Lundi 2 février 2026
Le Puy du Loup
C’est parti pour nos cinq jours auvergnats.
Après une pause-café dans un bistrot sympa, nous rejoignons le village de Lacoux, départ de notre première randonnée pédestre, pas de neige en bas.
La neige fait son apparition plus haut mais peu épaisse ne nous gène pas pour la marche.
La pause midi dans la cabane su Puy du Loup est appréciée car il fait froid dehors et le vent souffle. La vue est superbe de là-haut. Au cours de la descente, nous faisons un détour pour voir une jolie cascade sur une coulée de lave (cascade de la Graille).

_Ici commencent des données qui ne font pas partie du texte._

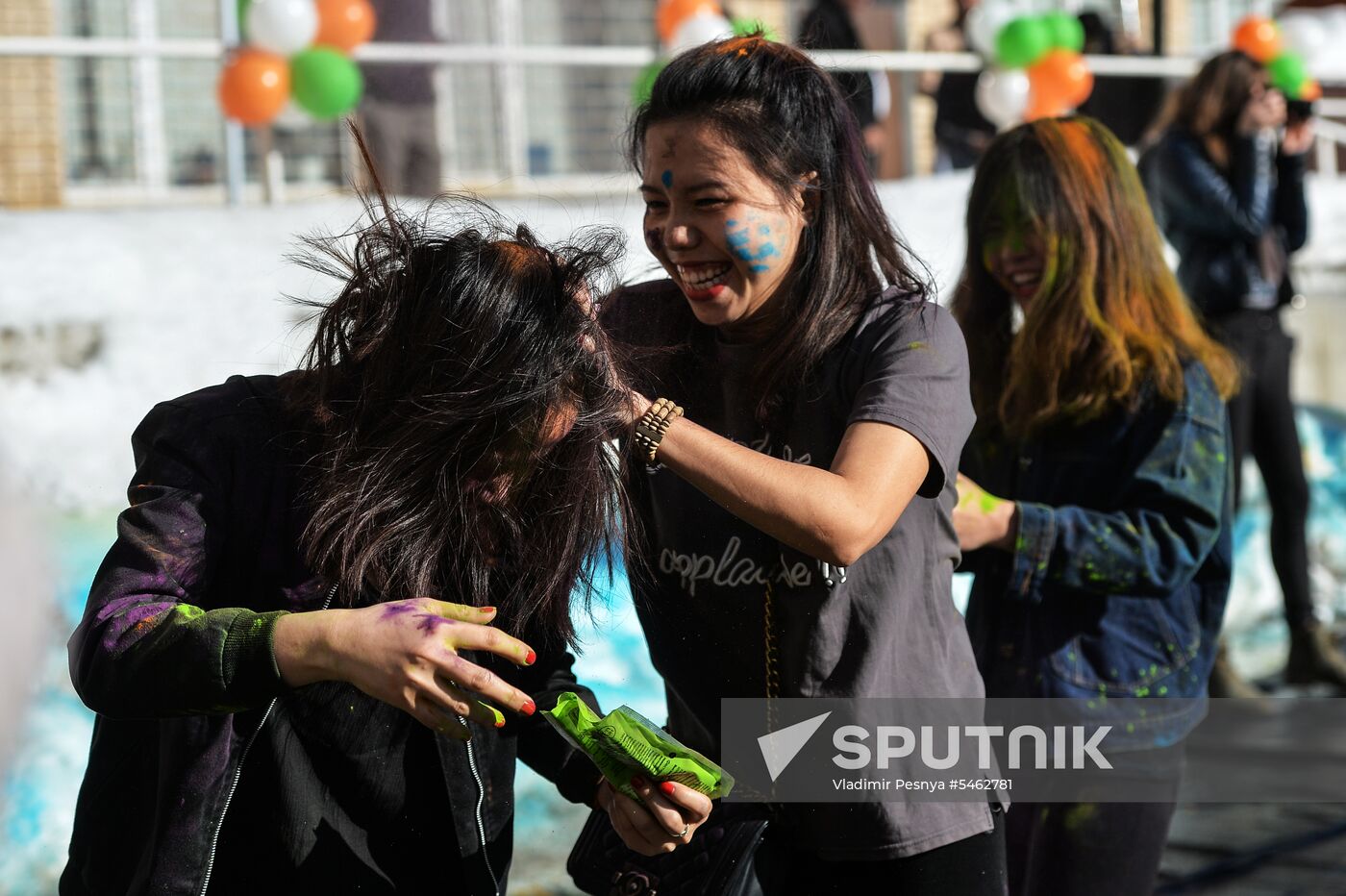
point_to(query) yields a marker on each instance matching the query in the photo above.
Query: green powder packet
(625, 743)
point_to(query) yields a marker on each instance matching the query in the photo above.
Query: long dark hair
(787, 117)
(1208, 107)
(1109, 316)
(451, 350)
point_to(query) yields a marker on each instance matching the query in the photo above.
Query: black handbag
(717, 861)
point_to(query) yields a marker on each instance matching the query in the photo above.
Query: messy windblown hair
(455, 351)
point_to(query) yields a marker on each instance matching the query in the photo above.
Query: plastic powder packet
(625, 743)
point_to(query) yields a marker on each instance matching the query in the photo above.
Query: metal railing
(508, 60)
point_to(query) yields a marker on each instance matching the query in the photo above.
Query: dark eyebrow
(704, 185)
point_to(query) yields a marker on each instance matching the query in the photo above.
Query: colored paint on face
(751, 241)
(1013, 250)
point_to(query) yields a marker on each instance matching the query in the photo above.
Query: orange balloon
(1259, 37)
(670, 13)
(1060, 80)
(345, 23)
(255, 87)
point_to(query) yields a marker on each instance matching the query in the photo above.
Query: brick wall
(30, 124)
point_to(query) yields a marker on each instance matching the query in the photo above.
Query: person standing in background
(1094, 497)
(399, 107)
(1227, 178)
(1126, 104)
(831, 26)
(961, 132)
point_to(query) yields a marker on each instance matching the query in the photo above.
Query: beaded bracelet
(652, 427)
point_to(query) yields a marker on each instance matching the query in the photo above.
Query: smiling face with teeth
(720, 229)
(1013, 250)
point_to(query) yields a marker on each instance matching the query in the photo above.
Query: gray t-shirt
(885, 627)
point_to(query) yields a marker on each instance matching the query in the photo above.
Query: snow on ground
(187, 296)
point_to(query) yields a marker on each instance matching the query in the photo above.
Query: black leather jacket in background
(1215, 218)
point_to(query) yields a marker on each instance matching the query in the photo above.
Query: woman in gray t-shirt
(800, 475)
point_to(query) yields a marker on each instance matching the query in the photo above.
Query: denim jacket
(1117, 580)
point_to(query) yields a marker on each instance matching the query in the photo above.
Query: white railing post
(508, 24)
(148, 103)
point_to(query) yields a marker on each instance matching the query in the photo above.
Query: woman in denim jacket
(1094, 499)
(1227, 178)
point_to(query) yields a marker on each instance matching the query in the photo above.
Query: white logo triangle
(781, 747)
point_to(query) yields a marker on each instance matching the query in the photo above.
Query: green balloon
(326, 84)
(643, 84)
(1288, 74)
(1065, 30)
(1022, 42)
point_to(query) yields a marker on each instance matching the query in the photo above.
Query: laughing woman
(810, 407)
(323, 576)
(1097, 494)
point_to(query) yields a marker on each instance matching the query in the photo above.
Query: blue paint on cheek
(740, 238)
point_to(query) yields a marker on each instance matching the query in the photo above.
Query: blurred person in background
(808, 401)
(830, 24)
(1126, 104)
(325, 575)
(961, 132)
(397, 112)
(1227, 177)
(1094, 491)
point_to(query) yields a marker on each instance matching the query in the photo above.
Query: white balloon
(1003, 96)
(283, 27)
(292, 117)
(697, 30)
(1306, 34)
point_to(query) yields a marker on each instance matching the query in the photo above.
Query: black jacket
(1215, 218)
(175, 653)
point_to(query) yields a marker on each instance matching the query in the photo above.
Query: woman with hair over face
(1094, 491)
(798, 424)
(1229, 192)
(332, 583)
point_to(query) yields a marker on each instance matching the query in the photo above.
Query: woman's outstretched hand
(406, 654)
(982, 519)
(668, 818)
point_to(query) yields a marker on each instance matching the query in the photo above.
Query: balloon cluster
(1035, 67)
(295, 49)
(684, 24)
(1284, 49)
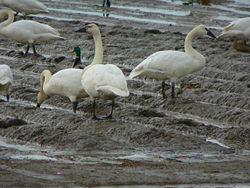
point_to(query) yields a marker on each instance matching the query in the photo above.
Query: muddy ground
(201, 138)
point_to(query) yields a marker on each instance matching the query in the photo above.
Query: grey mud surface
(201, 138)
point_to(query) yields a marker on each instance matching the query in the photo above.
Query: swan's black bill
(82, 30)
(209, 33)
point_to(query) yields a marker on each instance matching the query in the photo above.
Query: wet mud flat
(201, 138)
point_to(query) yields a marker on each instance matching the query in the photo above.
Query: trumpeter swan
(106, 3)
(6, 79)
(172, 65)
(25, 7)
(66, 83)
(77, 60)
(238, 30)
(27, 31)
(102, 81)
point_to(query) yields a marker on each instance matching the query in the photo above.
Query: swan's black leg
(163, 90)
(27, 50)
(172, 92)
(7, 97)
(94, 112)
(111, 113)
(74, 106)
(34, 50)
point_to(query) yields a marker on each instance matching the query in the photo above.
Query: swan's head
(4, 13)
(203, 30)
(92, 29)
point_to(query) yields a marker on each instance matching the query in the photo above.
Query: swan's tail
(109, 90)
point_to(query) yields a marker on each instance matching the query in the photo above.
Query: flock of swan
(105, 81)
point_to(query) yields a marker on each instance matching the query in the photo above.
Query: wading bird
(25, 7)
(102, 81)
(27, 31)
(173, 65)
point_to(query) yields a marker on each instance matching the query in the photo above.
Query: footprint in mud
(10, 122)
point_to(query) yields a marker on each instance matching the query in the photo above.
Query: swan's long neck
(191, 51)
(98, 58)
(10, 19)
(45, 77)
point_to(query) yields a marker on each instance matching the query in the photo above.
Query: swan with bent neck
(67, 82)
(173, 65)
(25, 7)
(6, 79)
(27, 31)
(102, 81)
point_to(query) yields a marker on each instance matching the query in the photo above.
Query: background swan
(6, 79)
(66, 83)
(25, 7)
(172, 65)
(27, 31)
(102, 81)
(238, 30)
(77, 60)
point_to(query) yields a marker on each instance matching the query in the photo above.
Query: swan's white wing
(165, 64)
(107, 79)
(30, 31)
(26, 6)
(67, 83)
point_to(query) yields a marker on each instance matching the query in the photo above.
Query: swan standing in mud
(6, 79)
(172, 65)
(77, 60)
(27, 31)
(102, 81)
(25, 7)
(238, 30)
(65, 83)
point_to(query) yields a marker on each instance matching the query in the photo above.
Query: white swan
(102, 81)
(27, 31)
(25, 7)
(172, 65)
(65, 83)
(6, 79)
(238, 30)
(77, 60)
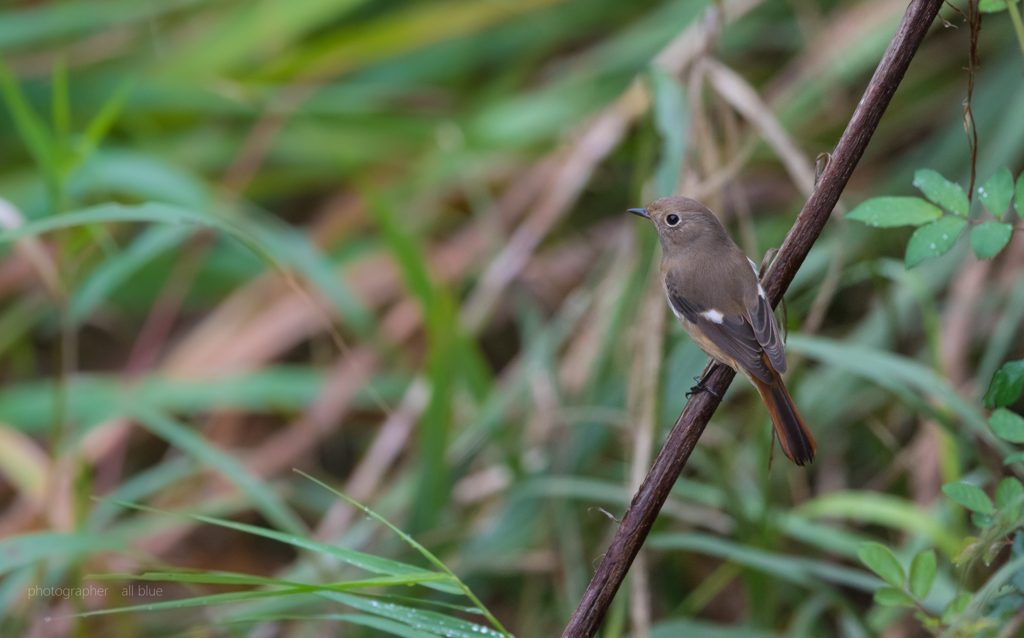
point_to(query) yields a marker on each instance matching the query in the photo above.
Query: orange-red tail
(793, 433)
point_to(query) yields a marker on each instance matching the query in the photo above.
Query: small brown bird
(713, 289)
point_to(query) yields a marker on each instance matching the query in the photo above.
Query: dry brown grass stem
(576, 164)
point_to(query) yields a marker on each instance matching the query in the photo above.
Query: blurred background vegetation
(385, 244)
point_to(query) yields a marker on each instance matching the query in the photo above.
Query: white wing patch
(761, 291)
(713, 315)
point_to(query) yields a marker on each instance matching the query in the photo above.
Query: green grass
(262, 230)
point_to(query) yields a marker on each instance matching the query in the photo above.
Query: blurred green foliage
(384, 243)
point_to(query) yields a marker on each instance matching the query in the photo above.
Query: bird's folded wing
(733, 334)
(766, 330)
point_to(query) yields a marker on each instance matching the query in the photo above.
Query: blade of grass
(186, 439)
(372, 563)
(423, 551)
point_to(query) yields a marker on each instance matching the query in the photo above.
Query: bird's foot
(701, 387)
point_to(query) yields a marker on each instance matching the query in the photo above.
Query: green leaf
(779, 566)
(672, 120)
(988, 239)
(881, 560)
(889, 212)
(29, 548)
(432, 622)
(372, 563)
(1008, 425)
(193, 443)
(1009, 498)
(971, 497)
(996, 193)
(946, 194)
(892, 597)
(933, 240)
(1014, 458)
(103, 120)
(984, 521)
(881, 509)
(1006, 386)
(955, 605)
(1019, 198)
(923, 572)
(34, 134)
(104, 279)
(991, 6)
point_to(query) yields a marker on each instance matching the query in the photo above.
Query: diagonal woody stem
(648, 501)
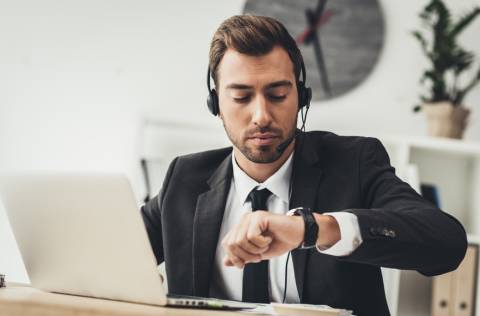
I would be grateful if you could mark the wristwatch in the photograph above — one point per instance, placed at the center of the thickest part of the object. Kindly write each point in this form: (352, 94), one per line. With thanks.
(311, 227)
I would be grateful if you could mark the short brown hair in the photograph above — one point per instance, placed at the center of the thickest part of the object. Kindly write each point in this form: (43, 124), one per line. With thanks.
(252, 35)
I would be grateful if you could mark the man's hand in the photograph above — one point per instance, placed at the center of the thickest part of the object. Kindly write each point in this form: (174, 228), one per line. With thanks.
(262, 235)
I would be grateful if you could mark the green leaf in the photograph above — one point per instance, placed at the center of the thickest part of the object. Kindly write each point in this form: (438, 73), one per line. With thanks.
(464, 22)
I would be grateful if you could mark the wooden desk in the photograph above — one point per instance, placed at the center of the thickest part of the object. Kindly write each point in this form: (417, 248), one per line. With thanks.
(16, 300)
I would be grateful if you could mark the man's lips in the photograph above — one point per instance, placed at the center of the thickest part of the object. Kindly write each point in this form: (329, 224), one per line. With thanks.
(263, 138)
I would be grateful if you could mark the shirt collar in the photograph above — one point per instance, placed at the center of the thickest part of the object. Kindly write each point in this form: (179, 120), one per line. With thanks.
(278, 183)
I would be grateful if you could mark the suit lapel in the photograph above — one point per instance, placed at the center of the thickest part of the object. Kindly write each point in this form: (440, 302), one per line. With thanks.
(306, 179)
(208, 219)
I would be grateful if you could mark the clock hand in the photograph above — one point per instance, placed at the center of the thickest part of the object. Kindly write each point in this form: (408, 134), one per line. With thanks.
(315, 39)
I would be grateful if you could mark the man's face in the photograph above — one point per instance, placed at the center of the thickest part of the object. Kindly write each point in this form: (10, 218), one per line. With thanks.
(258, 102)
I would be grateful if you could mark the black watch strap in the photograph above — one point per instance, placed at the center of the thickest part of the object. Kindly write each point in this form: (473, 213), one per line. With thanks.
(311, 227)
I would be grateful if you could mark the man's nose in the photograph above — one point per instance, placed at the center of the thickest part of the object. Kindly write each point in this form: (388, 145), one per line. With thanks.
(261, 112)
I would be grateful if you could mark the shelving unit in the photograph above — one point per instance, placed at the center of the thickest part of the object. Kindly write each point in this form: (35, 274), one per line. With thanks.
(453, 166)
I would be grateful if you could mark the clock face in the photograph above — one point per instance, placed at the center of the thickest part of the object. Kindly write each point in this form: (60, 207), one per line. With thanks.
(340, 40)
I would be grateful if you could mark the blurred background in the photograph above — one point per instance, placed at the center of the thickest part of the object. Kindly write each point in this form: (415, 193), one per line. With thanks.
(100, 85)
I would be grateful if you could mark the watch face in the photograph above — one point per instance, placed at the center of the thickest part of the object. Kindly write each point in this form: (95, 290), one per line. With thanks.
(340, 40)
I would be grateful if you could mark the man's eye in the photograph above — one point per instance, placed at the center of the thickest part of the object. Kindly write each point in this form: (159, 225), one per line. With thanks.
(242, 99)
(277, 97)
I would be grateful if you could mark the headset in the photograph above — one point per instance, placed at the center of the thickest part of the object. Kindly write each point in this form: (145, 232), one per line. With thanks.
(304, 93)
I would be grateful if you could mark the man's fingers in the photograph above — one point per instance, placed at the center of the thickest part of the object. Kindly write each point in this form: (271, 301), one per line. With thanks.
(233, 261)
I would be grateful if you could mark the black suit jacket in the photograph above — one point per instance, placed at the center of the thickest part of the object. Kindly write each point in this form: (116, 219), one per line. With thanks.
(331, 173)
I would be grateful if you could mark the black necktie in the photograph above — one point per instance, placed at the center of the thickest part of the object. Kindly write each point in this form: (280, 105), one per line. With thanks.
(255, 275)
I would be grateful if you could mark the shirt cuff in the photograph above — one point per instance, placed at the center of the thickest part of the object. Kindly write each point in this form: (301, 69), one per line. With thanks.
(350, 237)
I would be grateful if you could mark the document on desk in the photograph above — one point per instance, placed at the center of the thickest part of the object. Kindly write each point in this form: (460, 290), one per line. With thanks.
(298, 309)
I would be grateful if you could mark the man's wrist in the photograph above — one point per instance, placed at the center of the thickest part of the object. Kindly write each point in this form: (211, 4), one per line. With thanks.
(329, 231)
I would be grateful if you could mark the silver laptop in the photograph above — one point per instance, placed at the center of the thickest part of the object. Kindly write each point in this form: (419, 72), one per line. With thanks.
(83, 234)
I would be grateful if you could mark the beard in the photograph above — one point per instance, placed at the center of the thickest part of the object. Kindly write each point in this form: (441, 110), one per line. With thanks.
(260, 154)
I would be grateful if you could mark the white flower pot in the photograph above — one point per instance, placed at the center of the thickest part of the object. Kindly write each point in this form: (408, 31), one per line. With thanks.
(446, 120)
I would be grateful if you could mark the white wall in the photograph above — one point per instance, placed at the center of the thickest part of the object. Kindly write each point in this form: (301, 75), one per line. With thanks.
(78, 77)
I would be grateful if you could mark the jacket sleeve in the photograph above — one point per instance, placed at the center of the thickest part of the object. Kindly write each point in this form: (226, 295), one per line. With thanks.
(151, 214)
(399, 228)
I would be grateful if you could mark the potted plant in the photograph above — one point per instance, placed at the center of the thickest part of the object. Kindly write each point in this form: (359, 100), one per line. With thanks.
(443, 104)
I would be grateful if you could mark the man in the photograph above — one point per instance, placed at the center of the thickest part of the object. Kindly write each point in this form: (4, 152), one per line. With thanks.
(220, 222)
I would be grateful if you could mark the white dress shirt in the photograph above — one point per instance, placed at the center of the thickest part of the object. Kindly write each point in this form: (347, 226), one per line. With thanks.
(227, 281)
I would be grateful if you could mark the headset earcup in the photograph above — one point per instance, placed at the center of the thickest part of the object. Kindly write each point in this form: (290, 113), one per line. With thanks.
(301, 95)
(304, 95)
(212, 102)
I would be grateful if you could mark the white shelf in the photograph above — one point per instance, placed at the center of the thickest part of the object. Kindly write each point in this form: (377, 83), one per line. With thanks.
(453, 166)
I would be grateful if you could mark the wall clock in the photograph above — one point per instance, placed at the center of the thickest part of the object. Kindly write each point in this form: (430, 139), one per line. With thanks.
(340, 40)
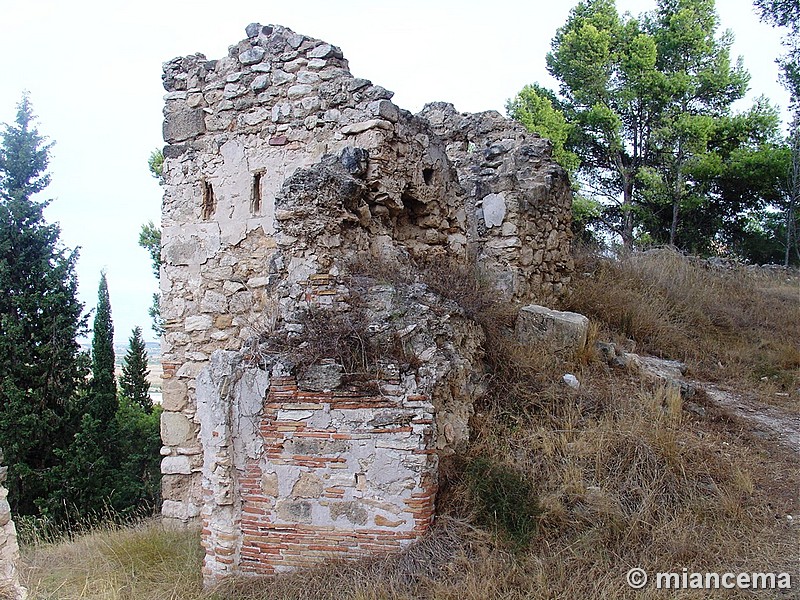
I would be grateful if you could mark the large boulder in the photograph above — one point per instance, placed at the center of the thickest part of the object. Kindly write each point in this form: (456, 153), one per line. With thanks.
(562, 331)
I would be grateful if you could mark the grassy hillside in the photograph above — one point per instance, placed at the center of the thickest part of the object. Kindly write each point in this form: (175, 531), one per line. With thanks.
(562, 491)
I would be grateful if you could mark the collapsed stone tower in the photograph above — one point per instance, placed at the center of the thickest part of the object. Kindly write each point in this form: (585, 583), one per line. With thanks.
(308, 393)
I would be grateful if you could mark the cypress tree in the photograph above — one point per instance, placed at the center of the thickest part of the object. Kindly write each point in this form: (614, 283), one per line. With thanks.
(41, 365)
(133, 383)
(103, 402)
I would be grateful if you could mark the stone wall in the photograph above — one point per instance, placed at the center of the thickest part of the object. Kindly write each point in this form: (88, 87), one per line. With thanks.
(10, 587)
(281, 168)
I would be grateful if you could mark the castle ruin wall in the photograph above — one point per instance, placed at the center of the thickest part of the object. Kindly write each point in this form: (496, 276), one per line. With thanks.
(280, 169)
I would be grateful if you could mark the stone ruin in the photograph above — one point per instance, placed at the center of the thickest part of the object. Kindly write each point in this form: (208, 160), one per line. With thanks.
(10, 587)
(308, 393)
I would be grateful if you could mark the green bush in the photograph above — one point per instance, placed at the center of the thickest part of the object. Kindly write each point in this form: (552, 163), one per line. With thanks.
(504, 499)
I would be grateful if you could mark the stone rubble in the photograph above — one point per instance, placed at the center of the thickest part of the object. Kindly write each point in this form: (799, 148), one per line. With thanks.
(282, 171)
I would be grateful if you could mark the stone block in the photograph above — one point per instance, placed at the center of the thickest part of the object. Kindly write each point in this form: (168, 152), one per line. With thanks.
(494, 210)
(183, 124)
(307, 486)
(176, 465)
(198, 323)
(176, 429)
(562, 331)
(295, 511)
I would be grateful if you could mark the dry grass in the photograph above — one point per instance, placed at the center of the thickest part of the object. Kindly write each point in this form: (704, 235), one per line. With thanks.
(116, 563)
(739, 326)
(620, 475)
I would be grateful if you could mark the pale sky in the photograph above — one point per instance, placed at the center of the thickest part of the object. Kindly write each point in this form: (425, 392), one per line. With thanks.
(93, 70)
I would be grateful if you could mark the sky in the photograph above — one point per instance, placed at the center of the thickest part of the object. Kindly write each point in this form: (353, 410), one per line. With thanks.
(93, 71)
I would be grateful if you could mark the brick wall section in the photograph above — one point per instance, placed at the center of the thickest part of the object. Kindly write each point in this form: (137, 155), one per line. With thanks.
(341, 473)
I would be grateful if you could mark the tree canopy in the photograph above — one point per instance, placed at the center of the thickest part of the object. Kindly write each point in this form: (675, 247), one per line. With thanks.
(41, 366)
(644, 105)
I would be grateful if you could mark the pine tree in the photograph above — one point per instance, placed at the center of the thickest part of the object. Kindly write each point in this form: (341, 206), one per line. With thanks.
(133, 383)
(41, 365)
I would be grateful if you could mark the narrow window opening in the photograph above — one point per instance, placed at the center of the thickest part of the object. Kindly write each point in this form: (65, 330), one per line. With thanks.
(209, 204)
(255, 194)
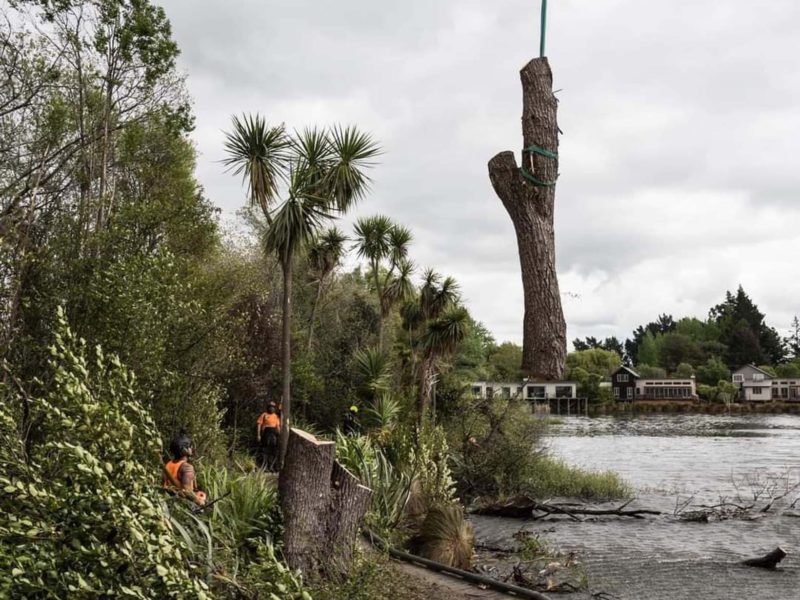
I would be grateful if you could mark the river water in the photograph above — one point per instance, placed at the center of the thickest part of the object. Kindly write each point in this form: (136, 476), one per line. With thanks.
(671, 460)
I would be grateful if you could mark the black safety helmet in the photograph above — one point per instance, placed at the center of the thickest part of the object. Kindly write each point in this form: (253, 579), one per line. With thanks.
(180, 446)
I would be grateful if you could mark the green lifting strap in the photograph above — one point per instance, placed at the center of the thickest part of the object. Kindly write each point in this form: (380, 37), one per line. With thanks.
(533, 149)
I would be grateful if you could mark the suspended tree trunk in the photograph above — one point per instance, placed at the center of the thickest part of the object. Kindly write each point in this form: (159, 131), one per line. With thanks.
(530, 207)
(322, 504)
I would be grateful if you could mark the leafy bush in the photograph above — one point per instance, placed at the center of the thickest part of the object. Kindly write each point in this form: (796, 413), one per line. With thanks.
(80, 514)
(446, 537)
(390, 484)
(498, 453)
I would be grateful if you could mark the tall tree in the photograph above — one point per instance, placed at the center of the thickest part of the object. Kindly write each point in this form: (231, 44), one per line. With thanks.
(385, 246)
(528, 195)
(437, 325)
(745, 333)
(324, 256)
(323, 172)
(793, 341)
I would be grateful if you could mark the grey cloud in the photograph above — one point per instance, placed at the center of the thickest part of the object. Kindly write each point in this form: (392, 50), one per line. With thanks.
(687, 100)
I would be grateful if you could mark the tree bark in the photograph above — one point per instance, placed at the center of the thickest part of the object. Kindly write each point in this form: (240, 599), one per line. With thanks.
(312, 319)
(322, 505)
(531, 208)
(286, 359)
(426, 380)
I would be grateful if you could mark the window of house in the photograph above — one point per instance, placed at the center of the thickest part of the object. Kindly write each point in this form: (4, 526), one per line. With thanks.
(536, 391)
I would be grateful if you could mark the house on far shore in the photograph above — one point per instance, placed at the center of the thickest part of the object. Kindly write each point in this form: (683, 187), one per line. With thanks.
(628, 385)
(529, 390)
(756, 385)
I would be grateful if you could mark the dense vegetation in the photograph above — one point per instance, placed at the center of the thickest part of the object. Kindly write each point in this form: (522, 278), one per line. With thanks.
(128, 315)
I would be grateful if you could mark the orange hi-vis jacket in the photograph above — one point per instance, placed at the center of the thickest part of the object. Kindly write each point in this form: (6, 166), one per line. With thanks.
(267, 420)
(173, 467)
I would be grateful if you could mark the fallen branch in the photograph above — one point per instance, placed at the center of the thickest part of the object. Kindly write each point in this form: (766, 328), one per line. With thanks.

En fin d’après-midi, nous sommes accueillis par Cécile et Fabien qui s’avèrera un cuisinier au top.
Mardi 3 février 2026
De La Stèle à Chastreix
Cette nuit il a neigé et c’est sur une route légèrement blanche que nous empruntons pour nous rendre à la zone nordique de la Stèle. C’est raquettes au pied que nous empruntons la montée de l’ancien passage du téléski pour arriver au Puy de Chambourguet à partir de là nous côtoyons les pistes de ski de fond, qui sont protégées en continu par des barrières pour éviter l’envol de la neige sous l’effet du vent, nous cheminons sur la montagne du Chambourguet et arrivons à la station de Chastreix. Du vent, toujours du vent, heureusement nous trouvons une salle hors sacs qui nous permet de nous restaurer à l’abri du… vent.
De la station un petit passage raide et rocheux nous permet d’arrivée sur la plaine brulée. Nous continuons de grimper sous la tour carré afin de traverser la plaine et de redescendre vers le Puy de Chambourguet. Mais, notre ami le vent en a décidé autrement. Ce petit malin a emporté un sursac, qui, a bien voulu s’arrêter contre une tige de gentiane. Après un petit tour dans la plaine l’objectif et de récupérer le sursac. Après la récupération nous continuons notre tour et rejoignons la forêt du Puy de Chambourguet, le parking et le café de La Stèle. Retour au gite après un petit café bien mérité.
Mercredi 4 février 2026
La fontaine salée
Ce matin, il pleut et après un bon petit-déjeuner, un petit groupe joue au jeu du « 6 qui prend », quand tout à coup, Gilbert arrive et annonce : départ 9h45mn dans dix minutes !
A partir du parking « les Vierges », nous chaussons les raquettes pour rejoindre un sous-bois bien apprécié, le vent souffle toujours. Nous passons alors à découvert et retrouvons le vent assez violent. Plus haut à la station de Chastreix Sancy, le, pique-nique à l’intérieur nous fait du bien.
Sur la crête que nous devions rejoindre, un vent violent souffle et nous décidons de redescendre. Cependant, par une petite remontée, nous retrouvons le chemin de descente. En cours de route, nous admirons de jolis bonhommes de neige ainsi que la statue de la Vierge épleurée :
Josiane dit : elle pleure car son mari est partie et Dorothée de conclure : elle pleure parce qu’il revient ! ....
Jeudi 5 février 2026
Vallée de Chaudefour et Puy des Crebasses.
Petite anecdote de départ, « le chef » a oublié les clés du minibus sur le tableau de bord.
Mais Bernadette toujours dévouée pour la bonne est allé les récupérer. Merci à elle.
Une douce montée dans le bois (sans neige) nous amène au bas de la plaine de Durbise où nous retrouvons le soleil et notre ami le vent. Après une montée sur une arête ventée et après un petit sommet venté lui aussi nous redescendons jusqu’à un petit col extrêmement venté. Il faut bien se tenir pour ne pas être renversé. Vu la force du vent il est décidé de s’arrêter là et de cheminer dans la plaine de Durbise. Ce que nous faisons et profitons pleinement du soleil et du paysage du Puy de Sancy. La descente dans le bois (sans neige) se terminera par un passage raide et glissant. Très bonne journée malgré le vent.
Vendredi 6 février 2026
Randonnée autour du Lac de Servières.
Après une petite halte au bord du lac, nous parcourons un paysage agréable mais bientôt, la pluie arrive, capes et sursacs sont appréciés. Plus haut, la neige réapparait.
Plus haut encore, nous devons rejoindre la crête en escaladant des rochers sous un vent violent et la grêle en sus. C’est assez hard car nous n’avons pas pris nos bâtons sauf Christine. L’aventure c’est l’aventure disent certains, cela nous fait travailler l’équilibre. Cependant, marcher dans la neige et la bruyère n’est pas simple.
Séjour réussi avec une superbe ambiance mais avec un vent journalier à décorner les bœufs.